I was attracted around by the way of Ely, to see the cathedral there, instead of taking the Huntingdon route more directly to Cambridge. This was quite a loss, for Oliver Cromwell was born in Huntingdon. Hinchinhroke House, the property of his family, now belongs to the Earl of Sandwich.
But Ely Cathedral was not to be lost. It is frozen history as well as “frozen music.” I value these old structures because such wealth of English history is embodied in them; their human interest, after all, is greater than their artistic. Ely is said to be derived from “willow,” or a kind of willow or ozier island, upon which the abbey and town were built in the midst of marshes. Among these impenetrable marshes Hereward the Saxon retreated; and here, too, we have that bit of genuine antique poetry which from its simplicity must have described a true scene; and we catch a glimpse of that pleasing and soothing picture, amid those rude and bloody days, of King Canute and his knights resting for a moment upon their toiling oars to hear the vesper song of the monks.
The foundation of the cathedral was laid in 1083, and it was finished in 1534. In printed lists of its bishops, as in those of other English cathedral churches, I have noticed that they are given in their chronological succession, right on, the bishops of the Reformed Church being linked upon the Roman Catholic bishops. The bishopric of Ely was partially carved out of the bishopric of Lincoln, and comprizes Cambridge in its jurisdiction. It has, therefore, had all the riches, influence, taste, and learning of the University to bear upon the restoration of its noble old cathedral; and of all the old churches of England this one exhibits indications of the greatest modern care and thought bestowed upon it. It glows with new stained-glass windows, splendid marbles, exquisite sculptures, and bronze work. Its western tower, 266 feet in height, turreted spires, central octagon tower, flying buttresses, unequaled length of 517 feet, and its vast, irregular bulk soaring above the insignificant little town at its foot, make it a most commanding object seen from the flat plain.

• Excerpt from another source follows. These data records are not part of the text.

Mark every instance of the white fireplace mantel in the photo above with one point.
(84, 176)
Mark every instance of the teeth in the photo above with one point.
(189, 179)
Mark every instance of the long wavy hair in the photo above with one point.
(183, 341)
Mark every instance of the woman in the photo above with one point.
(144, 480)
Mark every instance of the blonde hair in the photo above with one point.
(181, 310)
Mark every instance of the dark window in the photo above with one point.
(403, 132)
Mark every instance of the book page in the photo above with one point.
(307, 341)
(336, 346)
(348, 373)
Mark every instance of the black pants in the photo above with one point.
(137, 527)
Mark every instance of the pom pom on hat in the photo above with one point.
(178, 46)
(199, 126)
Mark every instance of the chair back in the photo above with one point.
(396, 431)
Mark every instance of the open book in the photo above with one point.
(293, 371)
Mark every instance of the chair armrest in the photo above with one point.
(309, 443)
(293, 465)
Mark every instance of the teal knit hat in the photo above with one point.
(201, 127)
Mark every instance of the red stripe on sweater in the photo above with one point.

What is called the octagon, which has taken the place of the central tower that had fallen, is quite an original feature of the church. Eight arches, rising from eight ponderous piers, form a windowed tower, or lantern, which lets in a flood of light upon the otherwise gloomy interior. Above the keystone of each arch is the carved figure of a saint. The new brasses of the choir are wonder-fully elaborate. The bronze scroll and vine work of the gates and lamps, for grace and Oriental luxuriance of fancy, for their arabesque and flower designs, might fitly have belonged to King Solomon’s Temple of old. The modern woodwork of the choir compares also well with the ancient wood-work carving. Gold stars on azure ground, and all vivid coloring and gilding, are freely used. The new “reredos,” or altar screen, is one marvelous crystallization of sculptures. The ancient Purbeck marble pillars have been scraped and re-polished, and form a fine contrast to the white marbles on which they are set. If, indeed, one wishes to see what modern enthusiasm, art, and lavish wealth can do for the restoration and adorning of one of these old temples, he must go to Ely Cathedral.